# Conditional Probability question

• Jan 21st 2010, 11:06 PM
flywithme
Conditional Probability question
Bag M has 5 white balls and 2 red balls. Bag N contains 3 white balls and 4 red balls.
If a white ball is selected from Bag N, What is the probability that a red ball was transferred from Bag M to Bag N?
Please give the answer in any form you like, fractions, decimals, etc. Also, step by step instruction is also very much appreciated.
• Jan 22nd 2010, 07:47 AM
Soroban
Hello, flywithme!

You left out part of the problem.
I'll take a guess at what's missing.

Quote:

Bag M has 5 white balls and 2 red balls.
Bag N contains 3 white balls and 4 red balls.

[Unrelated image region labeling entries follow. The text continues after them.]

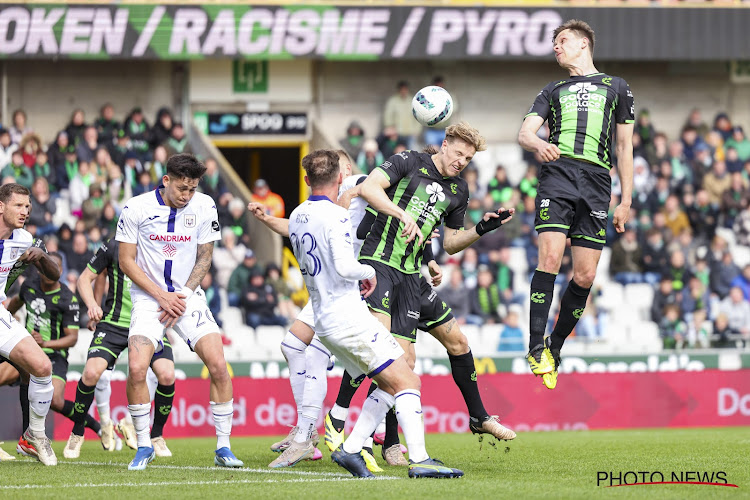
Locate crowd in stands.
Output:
[0,104,297,334]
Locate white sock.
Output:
[24,375,55,434]
[395,389,430,462]
[128,403,151,448]
[344,389,396,453]
[211,399,234,450]
[331,403,349,422]
[94,370,112,425]
[281,332,307,419]
[297,339,331,432]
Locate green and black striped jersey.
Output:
[526,73,635,169]
[88,239,133,330]
[359,151,469,274]
[19,275,80,357]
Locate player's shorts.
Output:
[0,304,31,359]
[318,315,404,382]
[130,288,219,353]
[47,352,68,382]
[535,157,612,250]
[412,276,453,336]
[86,323,174,370]
[362,260,421,342]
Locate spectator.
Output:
[440,266,469,325]
[198,158,227,201]
[66,233,94,274]
[164,122,193,157]
[721,172,750,229]
[609,227,643,286]
[18,132,44,168]
[94,103,120,147]
[0,128,18,170]
[719,286,750,340]
[65,109,86,147]
[659,304,687,349]
[339,120,369,161]
[651,274,679,323]
[240,271,289,328]
[0,150,34,189]
[254,179,286,218]
[151,107,174,149]
[497,306,526,352]
[467,265,501,325]
[380,80,422,148]
[10,109,34,149]
[703,161,732,206]
[731,264,750,302]
[711,250,742,299]
[227,248,263,307]
[28,177,57,237]
[213,227,247,289]
[356,139,385,174]
[76,125,99,163]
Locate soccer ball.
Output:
[411,85,453,127]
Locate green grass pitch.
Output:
[0,427,750,500]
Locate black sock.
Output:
[448,351,489,422]
[70,379,96,436]
[529,269,557,351]
[18,383,29,432]
[550,280,591,349]
[151,384,174,439]
[383,406,399,450]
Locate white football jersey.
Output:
[115,189,221,304]
[0,229,34,302]
[289,196,375,335]
[339,175,367,256]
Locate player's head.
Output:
[302,149,343,190]
[552,19,595,68]
[162,153,206,208]
[0,182,31,229]
[435,122,487,177]
[336,149,352,179]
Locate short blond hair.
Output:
[445,122,487,152]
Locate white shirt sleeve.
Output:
[115,202,140,243]
[328,218,375,281]
[198,200,221,245]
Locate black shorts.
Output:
[87,323,174,370]
[362,259,421,342]
[415,276,453,340]
[47,352,68,382]
[535,157,612,250]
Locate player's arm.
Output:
[247,202,289,238]
[360,168,424,246]
[18,247,61,281]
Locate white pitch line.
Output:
[0,477,398,490]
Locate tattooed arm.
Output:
[185,242,214,291]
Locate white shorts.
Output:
[0,304,31,359]
[318,316,404,380]
[129,287,219,352]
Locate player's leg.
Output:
[6,334,57,465]
[151,336,175,457]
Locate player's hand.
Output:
[399,212,424,247]
[31,330,44,346]
[612,205,630,233]
[18,247,47,264]
[536,142,560,163]
[427,260,443,286]
[359,276,378,298]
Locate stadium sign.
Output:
[0,4,750,61]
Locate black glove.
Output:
[476,210,510,236]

A ball is randomly chosen from Bag M and moved to Bag N.

If a white ball is selected from Bag N, what is the probability
that a red ball was transferred from Bag M to Bag N?

This is Conditional Probability, requiring Bayes' Theorem.

. . $P(\text{R moved }|\text{ W from N}) \;=\;\frac{P(\text{R moved }\wedge\text{ W from N})} {P(\text{W from N})}$ .[1]

We consider the two cases . . .

[1] White moved from Bag M: . $P(\text{W moved}) \,=\,\frac{5}{7}$
. . Then bag N has 4W, 4R: . $P(\text{W from N}) \,=\,\frac{4}{8}$
. . Then: . $P(\text{W moved }\wedge\text{ W from N}) \;=\;\frac{2}{7}\cdot\frac{4}{8} \;=\;\frac{10}{28}$

[2] Red moved from Bad M: . $P(\text{R moved}) \,=\,\frac{2}{7}$
. . Then Bag N has 3W, 5R: . $P(\text{W from N}) \,=\,\frac{3}{8}$
. . Then: . $P(\text{R moved }\wedge\text{ W from N}) \;=\;\frac{2}{7}\cdot\frac{3}{8} \;=\;\frac{3}{28}$ .[2]

Hence: . $P(\text{W from N}) \:=\:\frac{10}{28} + \frac{3}{28} \:=\:\frac{13}{28}$ .[3]

Substitute [2] and [3] into [1]: . $P(\text{R moved }|\text{W from N}) \;=\;\frac{\dfrac{3}{28}}{\dfrac{13}{28}} \;=\;\frac{3}{13}$